DA calls on government to resolve the Transnet port and rail crisis.
By Lehlohonolo Lehana.
The Democratic Alliance (DA) is calling on the National Logistics Crisis Committee and the Department of Public Enterprise and Transport to urgently resolve the Transnet rail and port crisis.
Two weeks ago, the Umhlathuze Municipality in Richards Bay took government and Transnet to court over failure to maintain rail infrastructure, which has resulted in severe congestion of trucks transporting cargo, particularly coal, to the port.
Transnet has since confirmed the suspension of cargo brought into the Richards Bay port via road freight.
Cape Town's port is seeing delays of 14 days to offload cargo. Average delays at the Durban Multipurpose Terminal were 365 hours (15 days), while the waiting time at Container Terminal Pier 2 was 457 hours, or 19 days, according to a Transnet Port Terminals (TPT) national recovery update.
As of last week, there were roughly 70,000 shipping containers stranded on ships off Durban alone.
Several shipping lines are now imposing surcharges of around R8,000 per container, claiming that delays in South Africa are disrupting their international schedules. Among them are Hapag-Lloyd, Maersk, MSC and CMA CGM.
Working on just the 70,000 containers delayed in Durban, and this surcharge costs South African businesses over half a billion rand – roughly R560,000,000.
Additionally, port sources said more shipping firms were likely to reconfigure their routes to save money and time. A large container vessel costs about R643,000 to operate a day.
The surcharge is likely to hit South African consumers as well, as it will make imported goods more expensive.
DA shadow minister of Public Enterprises Mimmy Gondwe says the situation is threatening to collapse South Africa's entire export sector and the national economy at large.
"The DA is therefore calling for: A public address by the National Logistics Crisis Committee on steps being taken by the national government to resolve the ongoing port crisis. A clear plan from Transnet to expedite the processing of ships at ports, including the repair and maintenance of port infrastructure.
"A national summit, comprising stakeholders in the export sector, Transnet and government to find solutions that will resolve the ongoing crisis while offering long term interventions to make our port operations more efficient."
The collapse of South Africa's rail and port utility, Transnet, has cost the country R1 billion a day in economic output, equivalent to 4.9% of annual GDP or R353 billion. This was revealed in a study by the GAIN Group, a boutique consultancy focusing on contract research of freight transport.
Rudi Dicks, joint head of President Cyril Ramaphosa's much-vaunted turnaround plan, noted that the government recognise the problem and the scope of it.
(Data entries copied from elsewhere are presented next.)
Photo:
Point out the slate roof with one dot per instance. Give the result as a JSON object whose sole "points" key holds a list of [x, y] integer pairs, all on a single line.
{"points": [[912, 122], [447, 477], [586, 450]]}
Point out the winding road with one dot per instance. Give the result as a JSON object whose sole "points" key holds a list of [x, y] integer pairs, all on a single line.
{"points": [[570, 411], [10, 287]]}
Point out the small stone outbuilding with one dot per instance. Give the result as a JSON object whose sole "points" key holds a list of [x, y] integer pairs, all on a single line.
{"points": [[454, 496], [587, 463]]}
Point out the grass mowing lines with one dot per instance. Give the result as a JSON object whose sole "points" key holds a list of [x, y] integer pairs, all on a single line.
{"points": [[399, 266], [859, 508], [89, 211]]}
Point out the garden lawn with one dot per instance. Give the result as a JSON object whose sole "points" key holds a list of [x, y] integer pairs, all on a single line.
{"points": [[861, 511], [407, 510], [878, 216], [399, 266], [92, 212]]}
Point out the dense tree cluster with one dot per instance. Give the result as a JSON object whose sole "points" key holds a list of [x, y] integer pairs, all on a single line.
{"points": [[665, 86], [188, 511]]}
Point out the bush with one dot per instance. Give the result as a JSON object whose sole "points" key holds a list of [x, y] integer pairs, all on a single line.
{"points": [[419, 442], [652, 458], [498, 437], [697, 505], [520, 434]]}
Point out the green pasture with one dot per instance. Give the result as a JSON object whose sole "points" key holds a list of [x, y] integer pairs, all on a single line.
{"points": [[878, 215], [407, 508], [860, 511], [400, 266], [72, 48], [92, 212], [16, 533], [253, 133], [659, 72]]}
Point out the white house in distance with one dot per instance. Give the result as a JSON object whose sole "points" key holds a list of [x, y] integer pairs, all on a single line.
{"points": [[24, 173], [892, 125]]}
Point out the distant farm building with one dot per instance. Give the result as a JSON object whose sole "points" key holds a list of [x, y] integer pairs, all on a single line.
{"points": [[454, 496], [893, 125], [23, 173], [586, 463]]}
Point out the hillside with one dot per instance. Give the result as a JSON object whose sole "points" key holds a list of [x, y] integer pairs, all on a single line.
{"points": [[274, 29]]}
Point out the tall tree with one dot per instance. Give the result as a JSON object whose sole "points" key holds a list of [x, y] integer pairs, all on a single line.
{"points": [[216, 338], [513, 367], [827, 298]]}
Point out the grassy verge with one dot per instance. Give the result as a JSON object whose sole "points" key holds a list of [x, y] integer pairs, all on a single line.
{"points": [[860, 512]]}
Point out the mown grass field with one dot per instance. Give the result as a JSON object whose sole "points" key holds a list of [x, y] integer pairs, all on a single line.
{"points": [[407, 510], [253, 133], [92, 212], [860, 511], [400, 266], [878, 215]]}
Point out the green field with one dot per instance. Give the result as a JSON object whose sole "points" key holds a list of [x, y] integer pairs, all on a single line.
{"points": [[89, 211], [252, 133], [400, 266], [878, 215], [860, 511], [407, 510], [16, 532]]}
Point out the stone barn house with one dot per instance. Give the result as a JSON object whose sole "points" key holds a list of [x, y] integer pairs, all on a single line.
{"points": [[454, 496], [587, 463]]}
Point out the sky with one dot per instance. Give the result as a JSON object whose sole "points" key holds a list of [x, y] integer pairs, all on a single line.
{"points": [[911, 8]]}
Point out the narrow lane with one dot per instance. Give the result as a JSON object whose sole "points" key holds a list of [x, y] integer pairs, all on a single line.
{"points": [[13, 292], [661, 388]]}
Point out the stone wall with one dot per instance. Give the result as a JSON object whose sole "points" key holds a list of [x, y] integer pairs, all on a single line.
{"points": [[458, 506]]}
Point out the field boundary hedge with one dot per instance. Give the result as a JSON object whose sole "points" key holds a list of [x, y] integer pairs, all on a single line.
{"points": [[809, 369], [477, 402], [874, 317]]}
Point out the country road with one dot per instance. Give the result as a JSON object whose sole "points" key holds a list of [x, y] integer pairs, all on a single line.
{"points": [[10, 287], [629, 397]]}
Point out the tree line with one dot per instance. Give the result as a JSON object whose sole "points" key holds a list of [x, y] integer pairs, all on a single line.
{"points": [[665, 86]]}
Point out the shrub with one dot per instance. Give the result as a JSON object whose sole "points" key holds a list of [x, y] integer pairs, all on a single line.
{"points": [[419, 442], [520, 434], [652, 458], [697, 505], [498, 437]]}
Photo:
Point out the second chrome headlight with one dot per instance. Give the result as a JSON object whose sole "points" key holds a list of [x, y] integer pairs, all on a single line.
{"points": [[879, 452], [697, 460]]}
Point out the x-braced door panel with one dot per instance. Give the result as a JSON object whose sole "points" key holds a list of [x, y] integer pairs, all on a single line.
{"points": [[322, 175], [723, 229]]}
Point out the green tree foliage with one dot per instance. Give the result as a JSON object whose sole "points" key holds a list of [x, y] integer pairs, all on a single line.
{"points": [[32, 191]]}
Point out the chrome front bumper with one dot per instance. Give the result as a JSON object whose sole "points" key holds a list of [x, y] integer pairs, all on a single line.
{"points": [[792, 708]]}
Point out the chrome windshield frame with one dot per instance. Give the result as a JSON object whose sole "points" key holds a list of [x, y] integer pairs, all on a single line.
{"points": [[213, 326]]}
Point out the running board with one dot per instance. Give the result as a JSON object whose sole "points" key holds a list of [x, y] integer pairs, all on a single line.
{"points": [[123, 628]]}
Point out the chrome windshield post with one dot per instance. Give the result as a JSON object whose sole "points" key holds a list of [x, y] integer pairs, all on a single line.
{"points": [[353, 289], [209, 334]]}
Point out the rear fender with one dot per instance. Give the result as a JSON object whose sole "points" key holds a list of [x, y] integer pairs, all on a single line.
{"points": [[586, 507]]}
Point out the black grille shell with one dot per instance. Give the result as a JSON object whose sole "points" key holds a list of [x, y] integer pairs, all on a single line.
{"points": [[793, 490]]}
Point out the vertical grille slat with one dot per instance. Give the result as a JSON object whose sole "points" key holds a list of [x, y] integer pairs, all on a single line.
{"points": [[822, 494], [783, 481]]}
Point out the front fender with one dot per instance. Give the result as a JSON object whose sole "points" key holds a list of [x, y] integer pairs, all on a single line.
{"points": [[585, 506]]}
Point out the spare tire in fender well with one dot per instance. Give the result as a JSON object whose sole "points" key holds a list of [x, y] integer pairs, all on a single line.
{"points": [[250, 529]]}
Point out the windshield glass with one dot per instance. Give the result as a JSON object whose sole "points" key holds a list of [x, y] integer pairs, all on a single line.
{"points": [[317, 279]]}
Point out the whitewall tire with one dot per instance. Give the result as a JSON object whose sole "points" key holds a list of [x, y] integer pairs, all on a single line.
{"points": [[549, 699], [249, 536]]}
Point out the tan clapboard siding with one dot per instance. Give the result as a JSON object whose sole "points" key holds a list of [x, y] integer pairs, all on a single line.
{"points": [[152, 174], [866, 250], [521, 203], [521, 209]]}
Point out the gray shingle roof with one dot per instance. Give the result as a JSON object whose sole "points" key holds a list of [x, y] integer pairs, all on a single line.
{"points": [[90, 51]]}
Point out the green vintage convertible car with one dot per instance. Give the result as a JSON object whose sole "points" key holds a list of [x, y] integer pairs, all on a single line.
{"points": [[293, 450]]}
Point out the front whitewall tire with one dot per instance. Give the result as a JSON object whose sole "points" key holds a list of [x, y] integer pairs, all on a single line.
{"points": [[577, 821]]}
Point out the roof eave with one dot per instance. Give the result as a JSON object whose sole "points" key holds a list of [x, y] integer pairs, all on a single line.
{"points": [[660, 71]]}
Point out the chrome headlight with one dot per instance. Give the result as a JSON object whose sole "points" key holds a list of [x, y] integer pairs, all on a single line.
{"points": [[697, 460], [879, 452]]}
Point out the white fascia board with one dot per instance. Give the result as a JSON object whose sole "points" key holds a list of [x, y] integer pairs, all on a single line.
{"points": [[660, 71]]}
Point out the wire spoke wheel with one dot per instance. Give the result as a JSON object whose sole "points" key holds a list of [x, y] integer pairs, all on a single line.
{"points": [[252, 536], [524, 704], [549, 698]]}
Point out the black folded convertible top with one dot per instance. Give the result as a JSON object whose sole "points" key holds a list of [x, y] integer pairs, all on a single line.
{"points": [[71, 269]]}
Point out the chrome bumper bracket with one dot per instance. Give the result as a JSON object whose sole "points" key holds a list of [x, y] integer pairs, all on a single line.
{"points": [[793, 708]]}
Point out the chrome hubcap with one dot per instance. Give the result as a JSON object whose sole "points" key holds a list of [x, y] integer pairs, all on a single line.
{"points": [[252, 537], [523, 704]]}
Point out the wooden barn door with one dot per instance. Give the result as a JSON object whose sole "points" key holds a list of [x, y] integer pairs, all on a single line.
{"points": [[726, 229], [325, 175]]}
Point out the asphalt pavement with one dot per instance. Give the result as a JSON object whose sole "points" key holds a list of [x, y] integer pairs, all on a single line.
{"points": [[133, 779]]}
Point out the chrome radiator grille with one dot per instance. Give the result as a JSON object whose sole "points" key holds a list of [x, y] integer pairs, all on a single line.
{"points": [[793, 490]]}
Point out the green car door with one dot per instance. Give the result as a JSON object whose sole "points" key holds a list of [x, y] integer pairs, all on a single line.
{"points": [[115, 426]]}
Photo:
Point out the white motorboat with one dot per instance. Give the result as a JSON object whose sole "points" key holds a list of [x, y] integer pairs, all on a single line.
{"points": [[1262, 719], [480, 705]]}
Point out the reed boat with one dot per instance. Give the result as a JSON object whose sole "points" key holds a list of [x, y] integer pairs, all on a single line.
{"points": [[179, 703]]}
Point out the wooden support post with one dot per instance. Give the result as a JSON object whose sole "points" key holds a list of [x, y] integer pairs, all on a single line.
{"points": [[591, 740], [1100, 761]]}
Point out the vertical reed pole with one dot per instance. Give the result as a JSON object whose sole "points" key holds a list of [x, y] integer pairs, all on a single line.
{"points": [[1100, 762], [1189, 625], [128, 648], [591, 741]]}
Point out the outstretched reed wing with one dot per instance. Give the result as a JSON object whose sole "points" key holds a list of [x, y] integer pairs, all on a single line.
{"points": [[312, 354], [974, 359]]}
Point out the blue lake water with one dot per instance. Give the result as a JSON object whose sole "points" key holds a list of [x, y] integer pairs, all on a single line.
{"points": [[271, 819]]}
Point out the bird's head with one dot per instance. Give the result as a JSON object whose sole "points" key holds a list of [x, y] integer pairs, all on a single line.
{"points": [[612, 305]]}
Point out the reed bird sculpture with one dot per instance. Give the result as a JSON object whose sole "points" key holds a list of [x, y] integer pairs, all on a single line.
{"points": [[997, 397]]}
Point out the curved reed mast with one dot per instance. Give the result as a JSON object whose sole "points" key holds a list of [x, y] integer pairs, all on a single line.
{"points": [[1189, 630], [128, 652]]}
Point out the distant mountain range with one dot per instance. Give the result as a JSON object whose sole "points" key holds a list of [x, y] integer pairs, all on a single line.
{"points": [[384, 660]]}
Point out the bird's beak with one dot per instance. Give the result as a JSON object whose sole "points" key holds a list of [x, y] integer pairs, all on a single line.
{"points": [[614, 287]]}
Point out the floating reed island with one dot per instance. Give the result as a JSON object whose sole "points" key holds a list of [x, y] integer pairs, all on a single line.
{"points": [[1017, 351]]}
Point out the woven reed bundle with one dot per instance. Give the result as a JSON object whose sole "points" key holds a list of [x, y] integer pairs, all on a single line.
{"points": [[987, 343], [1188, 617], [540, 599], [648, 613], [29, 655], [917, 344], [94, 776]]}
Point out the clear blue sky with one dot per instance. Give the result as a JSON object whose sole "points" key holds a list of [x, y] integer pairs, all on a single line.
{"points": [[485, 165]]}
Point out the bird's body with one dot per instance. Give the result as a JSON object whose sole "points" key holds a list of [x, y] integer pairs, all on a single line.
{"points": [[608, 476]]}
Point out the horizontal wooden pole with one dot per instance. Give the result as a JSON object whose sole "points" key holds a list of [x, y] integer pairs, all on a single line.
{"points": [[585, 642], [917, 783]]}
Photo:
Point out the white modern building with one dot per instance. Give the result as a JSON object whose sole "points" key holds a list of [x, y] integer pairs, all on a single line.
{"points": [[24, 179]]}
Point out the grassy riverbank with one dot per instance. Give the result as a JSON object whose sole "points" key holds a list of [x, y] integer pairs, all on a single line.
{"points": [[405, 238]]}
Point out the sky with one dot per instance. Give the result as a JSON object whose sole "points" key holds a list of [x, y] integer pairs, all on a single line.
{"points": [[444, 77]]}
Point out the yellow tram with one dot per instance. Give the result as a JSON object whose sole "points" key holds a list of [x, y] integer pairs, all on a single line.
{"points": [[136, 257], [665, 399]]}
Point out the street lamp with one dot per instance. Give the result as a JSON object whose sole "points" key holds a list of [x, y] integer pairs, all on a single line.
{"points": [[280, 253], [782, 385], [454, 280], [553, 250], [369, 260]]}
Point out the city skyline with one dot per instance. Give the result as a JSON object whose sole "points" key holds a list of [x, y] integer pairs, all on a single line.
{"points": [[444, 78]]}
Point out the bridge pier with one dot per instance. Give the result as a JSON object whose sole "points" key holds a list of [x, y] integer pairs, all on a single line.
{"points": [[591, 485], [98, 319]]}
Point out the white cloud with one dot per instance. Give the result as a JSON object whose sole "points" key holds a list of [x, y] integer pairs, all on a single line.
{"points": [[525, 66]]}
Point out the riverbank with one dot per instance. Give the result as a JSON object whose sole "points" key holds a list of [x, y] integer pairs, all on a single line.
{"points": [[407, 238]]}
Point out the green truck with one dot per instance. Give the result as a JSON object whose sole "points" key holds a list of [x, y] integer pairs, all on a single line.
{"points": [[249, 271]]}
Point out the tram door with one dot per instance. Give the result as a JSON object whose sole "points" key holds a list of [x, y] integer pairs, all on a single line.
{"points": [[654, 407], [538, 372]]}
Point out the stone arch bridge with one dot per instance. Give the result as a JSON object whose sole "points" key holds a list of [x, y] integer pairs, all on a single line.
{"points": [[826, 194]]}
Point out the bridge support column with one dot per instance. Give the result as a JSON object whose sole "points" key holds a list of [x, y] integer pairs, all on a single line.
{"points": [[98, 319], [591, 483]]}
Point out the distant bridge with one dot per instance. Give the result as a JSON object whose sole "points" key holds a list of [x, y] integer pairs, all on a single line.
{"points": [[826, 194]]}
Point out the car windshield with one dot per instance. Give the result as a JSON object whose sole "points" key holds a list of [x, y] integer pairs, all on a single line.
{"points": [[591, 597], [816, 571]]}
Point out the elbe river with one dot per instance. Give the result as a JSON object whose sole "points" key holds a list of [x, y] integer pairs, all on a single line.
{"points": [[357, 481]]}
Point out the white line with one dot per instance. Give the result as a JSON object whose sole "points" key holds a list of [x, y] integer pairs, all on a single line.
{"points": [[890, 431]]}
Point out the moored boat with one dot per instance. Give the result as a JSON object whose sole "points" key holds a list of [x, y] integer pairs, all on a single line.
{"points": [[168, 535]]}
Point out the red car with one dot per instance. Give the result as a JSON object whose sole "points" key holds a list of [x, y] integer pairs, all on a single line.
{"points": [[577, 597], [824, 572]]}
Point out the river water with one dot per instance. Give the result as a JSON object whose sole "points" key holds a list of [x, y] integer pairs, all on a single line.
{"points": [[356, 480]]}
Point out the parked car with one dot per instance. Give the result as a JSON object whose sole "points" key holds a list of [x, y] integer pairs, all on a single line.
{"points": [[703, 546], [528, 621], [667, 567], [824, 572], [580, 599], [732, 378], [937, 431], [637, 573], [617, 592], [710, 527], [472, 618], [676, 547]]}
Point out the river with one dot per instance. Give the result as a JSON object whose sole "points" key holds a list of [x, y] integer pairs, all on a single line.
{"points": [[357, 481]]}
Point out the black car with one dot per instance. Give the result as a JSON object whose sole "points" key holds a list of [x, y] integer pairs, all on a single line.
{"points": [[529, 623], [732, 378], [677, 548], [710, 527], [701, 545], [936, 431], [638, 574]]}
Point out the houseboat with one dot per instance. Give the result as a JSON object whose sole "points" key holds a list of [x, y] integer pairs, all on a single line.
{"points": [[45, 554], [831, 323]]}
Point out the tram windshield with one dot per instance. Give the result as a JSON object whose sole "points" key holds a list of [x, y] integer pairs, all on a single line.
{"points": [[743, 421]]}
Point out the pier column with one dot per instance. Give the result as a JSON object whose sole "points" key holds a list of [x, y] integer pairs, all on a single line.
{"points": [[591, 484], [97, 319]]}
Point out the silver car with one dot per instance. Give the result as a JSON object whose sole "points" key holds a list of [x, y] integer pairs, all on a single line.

Thus, the transport crisis is rapidly displacing electricity as the main hurdle to reviving South Africa's stagnant economy.
Dicks noted that to fix our harbours, Transnet National Ports Authority will need about R50 billion in capital expenditure that is not in its budget. "The questions now are where we will get the money from and when. We cannot afford to wait a year," said Dicks.